Jun 262014
 

I’ve been told on two occasions that the absence of the MEDIUMINT datatype is a serious shortcoming of SQL Server. If you’re not familiar with MEDIUMINT, it’s an integer type available in MySQL that consumes 3 Bytes and is capable of storing values ranging from -8,388,608 to 8,388,607 (signed) or from 0 to 15,777,215 (unsigned).

While SQL Server has many datatypes, it has nothing that exactly matches MEDIUMINT. In SQL Server, if you wanted to store a value between 32,768 and 2,147,483,647 you would need to use the INT datatype, each of which takes up 4 Bytes. The next smallest integer datatype is SMALLINT, which has a maximum value of 32,767 and only needs 2 Bytes. I’m not sure the lack of a MEDIUMINT datatype is really a shortcoming, but if you find yourself in a situation where it’s necessary to store a significant number of values in the 3 Byte range, I’m going to let you in on a little secret: SQL Server does have 3 Byte integers, they’re just lurking behind the scenes.

While being able to choose a 3 Byte integer may have some value, not having to choose it and reaping the benefits as if you did has even more value. Row Compression can do just that. SQL Server’s integer types (TINYINT, SMALLINT, INT, and BIGINT) are fixed-width, meaning they all consume the same amount of storage space whether or not the value they are storing warrants it. For instance, if a column (perhaps a foreign key reference) is only storing the values 1 through 5, only one Byte is necessary to store those values. TINYINT would be the most appropriate in this case, as it only stores a single Byte. Were that column defined as an INT, it would consume 4 Bytes, three of which would not be necessary. Enabling Row Compression changes all this, because it can free up space that’s not necessary for storing a value in a particular row.

Row compression lets the storage engine vary the storage format of fixed-width types, effectively treating them as if they were variable-width. This means that if an integer column has a row storing the value 5, only one Byte will be used. Similarly if the next row stores the value 500, only two Bytes are necessary for that row. But what if an application is storing the value 40,000? The SMALLINT data type (2 bytes) can only store values up to 32,767, so a third Byte would be necessary to get to 40,000. Can SQL Server store an integer as 3 Bytes internally, or can it only go up to 4 Bytes since the next largest datatype available to users is INT? Fortunately, we can experiment and find out.
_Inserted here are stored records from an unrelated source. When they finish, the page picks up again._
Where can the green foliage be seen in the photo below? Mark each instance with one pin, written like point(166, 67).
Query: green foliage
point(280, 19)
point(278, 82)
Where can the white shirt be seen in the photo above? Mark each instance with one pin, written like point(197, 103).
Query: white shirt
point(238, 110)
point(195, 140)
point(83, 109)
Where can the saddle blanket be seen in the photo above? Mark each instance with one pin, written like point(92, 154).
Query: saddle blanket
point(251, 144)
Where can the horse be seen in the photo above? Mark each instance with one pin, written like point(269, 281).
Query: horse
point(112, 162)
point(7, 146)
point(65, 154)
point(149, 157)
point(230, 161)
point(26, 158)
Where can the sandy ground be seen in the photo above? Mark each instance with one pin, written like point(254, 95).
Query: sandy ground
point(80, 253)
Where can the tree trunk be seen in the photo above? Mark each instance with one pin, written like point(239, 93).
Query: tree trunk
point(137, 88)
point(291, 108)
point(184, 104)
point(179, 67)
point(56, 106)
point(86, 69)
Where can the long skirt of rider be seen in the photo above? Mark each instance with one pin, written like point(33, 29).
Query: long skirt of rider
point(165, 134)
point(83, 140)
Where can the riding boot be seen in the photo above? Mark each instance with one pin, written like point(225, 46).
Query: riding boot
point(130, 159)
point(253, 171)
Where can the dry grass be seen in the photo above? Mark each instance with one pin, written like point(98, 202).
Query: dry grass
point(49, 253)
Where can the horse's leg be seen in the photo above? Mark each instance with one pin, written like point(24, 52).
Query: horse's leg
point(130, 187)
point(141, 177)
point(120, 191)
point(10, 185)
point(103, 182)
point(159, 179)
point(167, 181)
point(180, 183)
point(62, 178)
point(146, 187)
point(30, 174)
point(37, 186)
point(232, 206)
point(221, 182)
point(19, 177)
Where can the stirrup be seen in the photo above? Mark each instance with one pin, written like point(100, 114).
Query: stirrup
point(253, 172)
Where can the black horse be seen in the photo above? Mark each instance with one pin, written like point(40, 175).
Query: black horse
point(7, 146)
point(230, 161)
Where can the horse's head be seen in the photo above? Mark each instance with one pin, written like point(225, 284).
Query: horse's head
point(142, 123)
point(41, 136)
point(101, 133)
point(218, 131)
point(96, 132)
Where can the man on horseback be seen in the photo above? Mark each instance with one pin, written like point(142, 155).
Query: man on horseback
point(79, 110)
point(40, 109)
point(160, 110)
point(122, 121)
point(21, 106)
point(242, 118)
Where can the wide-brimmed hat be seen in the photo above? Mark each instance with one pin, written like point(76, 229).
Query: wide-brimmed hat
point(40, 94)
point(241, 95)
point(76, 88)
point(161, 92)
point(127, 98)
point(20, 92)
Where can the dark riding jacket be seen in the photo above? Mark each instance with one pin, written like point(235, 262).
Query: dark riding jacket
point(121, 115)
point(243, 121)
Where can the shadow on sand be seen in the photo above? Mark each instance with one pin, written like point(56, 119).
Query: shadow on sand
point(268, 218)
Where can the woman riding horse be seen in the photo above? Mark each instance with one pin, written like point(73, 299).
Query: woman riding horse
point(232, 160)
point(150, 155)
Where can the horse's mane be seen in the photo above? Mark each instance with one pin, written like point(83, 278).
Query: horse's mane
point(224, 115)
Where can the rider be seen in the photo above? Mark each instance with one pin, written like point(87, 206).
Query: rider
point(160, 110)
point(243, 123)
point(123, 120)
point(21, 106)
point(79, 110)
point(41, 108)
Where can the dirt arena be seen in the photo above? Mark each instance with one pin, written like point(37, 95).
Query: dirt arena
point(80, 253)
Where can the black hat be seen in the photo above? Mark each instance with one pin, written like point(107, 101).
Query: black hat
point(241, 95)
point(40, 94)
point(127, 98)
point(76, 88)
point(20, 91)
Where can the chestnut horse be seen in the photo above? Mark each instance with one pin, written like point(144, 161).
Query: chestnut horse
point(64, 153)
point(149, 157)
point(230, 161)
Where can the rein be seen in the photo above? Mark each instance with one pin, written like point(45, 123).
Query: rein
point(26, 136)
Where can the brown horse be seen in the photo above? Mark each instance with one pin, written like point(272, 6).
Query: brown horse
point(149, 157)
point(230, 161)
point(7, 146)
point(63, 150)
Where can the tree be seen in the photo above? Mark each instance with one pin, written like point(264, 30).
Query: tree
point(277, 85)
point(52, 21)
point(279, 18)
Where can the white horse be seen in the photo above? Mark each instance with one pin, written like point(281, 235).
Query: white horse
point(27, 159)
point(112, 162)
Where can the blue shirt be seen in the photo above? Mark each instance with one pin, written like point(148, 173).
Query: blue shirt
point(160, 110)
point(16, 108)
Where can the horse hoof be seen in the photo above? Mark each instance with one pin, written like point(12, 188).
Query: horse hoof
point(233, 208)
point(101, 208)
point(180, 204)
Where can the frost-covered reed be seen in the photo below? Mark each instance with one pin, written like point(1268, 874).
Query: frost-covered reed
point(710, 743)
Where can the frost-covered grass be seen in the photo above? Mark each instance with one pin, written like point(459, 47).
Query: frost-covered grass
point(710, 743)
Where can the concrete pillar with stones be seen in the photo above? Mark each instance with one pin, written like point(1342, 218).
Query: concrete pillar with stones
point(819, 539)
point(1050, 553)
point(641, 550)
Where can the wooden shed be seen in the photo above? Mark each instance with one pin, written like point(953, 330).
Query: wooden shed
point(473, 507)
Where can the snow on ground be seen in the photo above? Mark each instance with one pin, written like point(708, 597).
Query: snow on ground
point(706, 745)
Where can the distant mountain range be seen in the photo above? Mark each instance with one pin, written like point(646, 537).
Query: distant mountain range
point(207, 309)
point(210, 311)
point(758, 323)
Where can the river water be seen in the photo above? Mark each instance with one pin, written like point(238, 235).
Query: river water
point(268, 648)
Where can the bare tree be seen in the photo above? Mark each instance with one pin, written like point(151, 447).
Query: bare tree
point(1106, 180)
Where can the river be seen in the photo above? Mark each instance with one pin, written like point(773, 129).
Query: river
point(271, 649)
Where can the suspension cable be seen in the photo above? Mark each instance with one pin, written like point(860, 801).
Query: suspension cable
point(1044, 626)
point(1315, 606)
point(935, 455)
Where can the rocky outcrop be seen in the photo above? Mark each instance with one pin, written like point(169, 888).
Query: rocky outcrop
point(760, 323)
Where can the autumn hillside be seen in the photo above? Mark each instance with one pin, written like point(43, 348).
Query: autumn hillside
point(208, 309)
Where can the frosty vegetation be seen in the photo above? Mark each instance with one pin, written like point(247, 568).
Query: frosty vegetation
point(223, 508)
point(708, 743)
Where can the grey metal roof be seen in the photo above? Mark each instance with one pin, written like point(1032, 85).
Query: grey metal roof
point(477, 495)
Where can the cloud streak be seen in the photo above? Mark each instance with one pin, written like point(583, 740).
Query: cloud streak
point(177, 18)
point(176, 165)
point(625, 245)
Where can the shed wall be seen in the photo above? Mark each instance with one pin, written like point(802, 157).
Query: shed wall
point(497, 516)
To begin, let’s create a database

CREATE DATABASE [RowCompressionTest];
GO
USE [RowCompressionTest]
GO

and add a table

CREATE TABLE dbo.NumberData (
Value INT,
CONSTRAINT PK_NumberData PRIMARY KEY (Value)
);

and populate it with some values

INSERT INTO dbo.NumberData (Value) VALUES (0), (5), (500), (5000), (40000);

Now let’s look at how those values are stored. To view this information, trace flag 3604 must be enabled. This trace flag redirects some output values to the client so we can see them.

DBCC TRACEON (3604);

From here, 2 undocumented and unsupported commands are needed to find what we’re looking for. DBCC IND and DBCC PAGE are both completely safe and used internally by the SQL Server team at Microsoft, however please exercise caution should you decide to use them on a production system. Paul Randal has written great blog posts explaining both DBCC IND and DBCC PAGE in detail, so I won’t duplicate the effort here.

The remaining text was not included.